Add API endpoints for search #262

jrwdunham · 2017-11-10T03:02:08Z

26 May 2020: Review of current status against stable/1.11.x

Developed against Archivematica 1.7 qa branch (1.7 was released some months later).
The second PREMIS reader/writer module (yaprw) was never merged. It would need to be merged or existing metsrw PREMIS capabilities swapped in.
The PR associated with yaprw looks like it may also provide enhanced Dublin Core (DC) handling.

Only 9 .py files updated in this PR, the conflicting files listed below by Github are:

 storage_service/locations/api/resources.py, 
 storage_service/locations/api/urls.py, 
 storage_service/locations/models/event.py, 
 storage_service/locations/models/package.py, 
 storage_service/locations/tests/test_package.py

Additionally, the requirements management process has changed across versions.
Documentation with examples: rendered text.
File endpoint example.
Additional examples inline in this PR.

9 November 2017: Original PR

Locations, packages and files can all now be searched via GET requests to:
- http://<storage service URL>/api/v2/search/location/
- http://<storage service URL>/api/v2/search/package/
- http://<storage service URL>/api/v2/search/file/
See documentation at docs/search.rst.
Includes migration to File model.
Uses Django REST Framework (new requirement).

For the requirements that motivated this work, see:

Note: much of this work is due to PR #89 of @mcantelon. Since that PR is quite old and required extensive rebasing, its commits were squashed and made into this PR, and its CR comments, where applicable, were transferred to this PR.

Note 2: when metsrw v. 0.2.1 is released, requirements/base.txt will need to be updated to reference it. See artefactual-labs/mets-reader-writer#34.

Note 3: the asynchronous processing of the original PR 89 has been removed. See

archivematica-storage-service/storage_service/locations/api/resources.py

Lines 575 to 576 in e4bd212

    
           p = Process(target=bundle.obj.index_file_data_from_aip_mets) 
        
           p.start()

. This was failing presumably due to a conflict with gevent.

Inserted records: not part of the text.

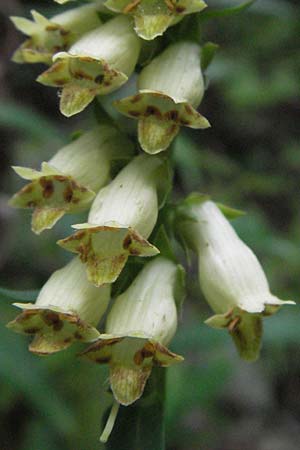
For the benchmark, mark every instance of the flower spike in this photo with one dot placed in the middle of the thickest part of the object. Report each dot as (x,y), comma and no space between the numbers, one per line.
(121,219)
(230,276)
(153,18)
(69,181)
(142,321)
(67,309)
(170,88)
(97,64)
(49,36)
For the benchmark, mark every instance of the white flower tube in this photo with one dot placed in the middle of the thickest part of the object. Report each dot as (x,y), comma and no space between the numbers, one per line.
(153,18)
(231,278)
(67,183)
(49,36)
(171,87)
(121,218)
(142,321)
(67,309)
(98,63)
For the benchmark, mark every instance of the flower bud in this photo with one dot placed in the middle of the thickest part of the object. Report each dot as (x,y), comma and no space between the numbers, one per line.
(121,218)
(231,278)
(49,36)
(68,182)
(170,88)
(141,323)
(153,18)
(68,308)
(98,63)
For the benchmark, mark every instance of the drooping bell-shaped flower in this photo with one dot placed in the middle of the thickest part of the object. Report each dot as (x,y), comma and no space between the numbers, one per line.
(231,278)
(171,87)
(98,63)
(152,18)
(67,183)
(121,219)
(67,309)
(49,36)
(141,323)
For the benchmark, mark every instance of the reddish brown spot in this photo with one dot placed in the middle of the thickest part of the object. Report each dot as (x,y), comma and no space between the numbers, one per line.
(77,335)
(48,187)
(189,109)
(99,78)
(80,75)
(68,194)
(27,189)
(152,111)
(127,242)
(136,98)
(103,360)
(52,319)
(59,178)
(134,113)
(32,330)
(172,115)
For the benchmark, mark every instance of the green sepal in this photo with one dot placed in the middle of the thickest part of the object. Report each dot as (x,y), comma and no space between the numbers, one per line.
(53,328)
(105,249)
(225,12)
(153,18)
(51,193)
(230,213)
(129,373)
(81,78)
(208,52)
(159,118)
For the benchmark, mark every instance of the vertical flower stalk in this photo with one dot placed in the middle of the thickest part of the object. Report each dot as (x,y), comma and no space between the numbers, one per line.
(49,36)
(230,276)
(67,309)
(98,63)
(152,18)
(121,219)
(67,183)
(142,321)
(171,87)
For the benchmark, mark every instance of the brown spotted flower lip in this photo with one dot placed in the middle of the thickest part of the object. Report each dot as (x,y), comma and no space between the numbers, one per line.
(51,195)
(130,358)
(53,329)
(105,249)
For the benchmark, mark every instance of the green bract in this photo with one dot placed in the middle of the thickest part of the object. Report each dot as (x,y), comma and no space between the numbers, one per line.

Logs:

1314 [2017-11-09 10:46:09 +0000] [32276] [INFO] Parent changed, shutting down: <Worker 28682>
1315 [2017-11-09 10:46:09 +0000] [32276] [INFO] Worker exiting (pid: 28682)

Fixes #261

Connected to #261

sevein · 2017-11-12T15:24:19Z

storage_service/locations/models/event.py

    source_id = models.TextField(max_length=128)
    source_package = models.TextField(blank=True,
        help_text=_l("Unique identifier of originating unit"))
+    size = models.IntegerField(default=0, help_text='Size in bytes of the file')


sevein

@jrwdunham, I understand why we wanted to start using django-rest-framework but do you know if the work in this PR had a particular requirement on the new framework? Some context here would be good. If we're going to adopt a new framework and they are going to coexist for a while we should probably explain the motivations.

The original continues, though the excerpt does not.